While this $1.5 million discrepancy in compensation has become the norm at athletically-minded UCs such as Berkeley and UCLA, UCSB has maintained larger salaries for faculty conducting award-winning research. Currently, the highest paid employee on campus is Nobel laureate and economics professor Finn Kydland, who earned $411,333 in 2010, while the highest paid athletics personnel is Head Soccer Coach Timothy Vom Steeg, who received $111,000.

Nobel laureate and professor of computer and electrical engineering Herbert Kroemer — who was UCSB’s ninth-highest paid employee in 2010 with a salary of $305,540 — said Nobel prize-winning research has attracted productive students, marking a difference in the campus’s academic performance since it joined the UC system in 1944.

“I remember many years ago, I told my colleague at Berkeley that I was going to Santa Barbara and he simply said, ‘I hope you know what you’re doing.’ I don’t think anyone would say that today,” Kroemer said. “[Our research] probably contributes to the top students applying here for the sciences.
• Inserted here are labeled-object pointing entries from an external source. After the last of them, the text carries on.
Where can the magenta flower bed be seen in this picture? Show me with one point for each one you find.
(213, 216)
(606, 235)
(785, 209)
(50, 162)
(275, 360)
I know that when I came here 35 years ago, that wasn’t the case, and I know the research has made a tremendous change.”

UC Office of the President spokesperson Dianne Klein said the variation in prioritization of funds among UC campuses stems from the significantly lower rate of Gauchos participating in and supporting athletics relative to schools like UC Berkeley and UCLA.

“The reality is that college football, for example, brings in a lot of money,” Klein said. “At Santa Barbara, it might be a little different; it’s not like they have high-profile football or anything at that level.”

Klein said athletics often become a high priority at many UC campuses due to the positive recognition they bring the school and the pride they give alumni, encouraging them to give back to the campus.

“Do alumni want to watch a football game or do they want to feel good about the school they went to because it had a lot of Nobel laureates?” Klein said.

However, Chancellor Henry T. Yang said the award-winning research conducted at UCSB has an invaluable effect on its institutional reputation and the satisfaction of the campus community.

“Each time one of our faculty members has won a Nobel Prize — five times in the past 13 years! — it has made our entire campus community feel so proud, elated, and inspired,” Yang said in an e-mail.

“Recognitions like Nobel Prizes also help to elevate the stature of our university immensely, and benefit our institution in every imaginable way.”

Klein said she doubted that extensive athletics funding will impact faculty compensation and quality of education as non-academic UC employees earning over $218,000 a year must have their salaries approved by the Board of Regents and coach salaries are not primarily funded by the state budget.

“With coaches, it’s a separate question altogether,” Klein said. “The department funds these athletics through various things — ticket sales, television rights, alumni donations. It’s not like there’s one pool of UC money and we’re just throwing all the money at coaches and giving laureates very little.”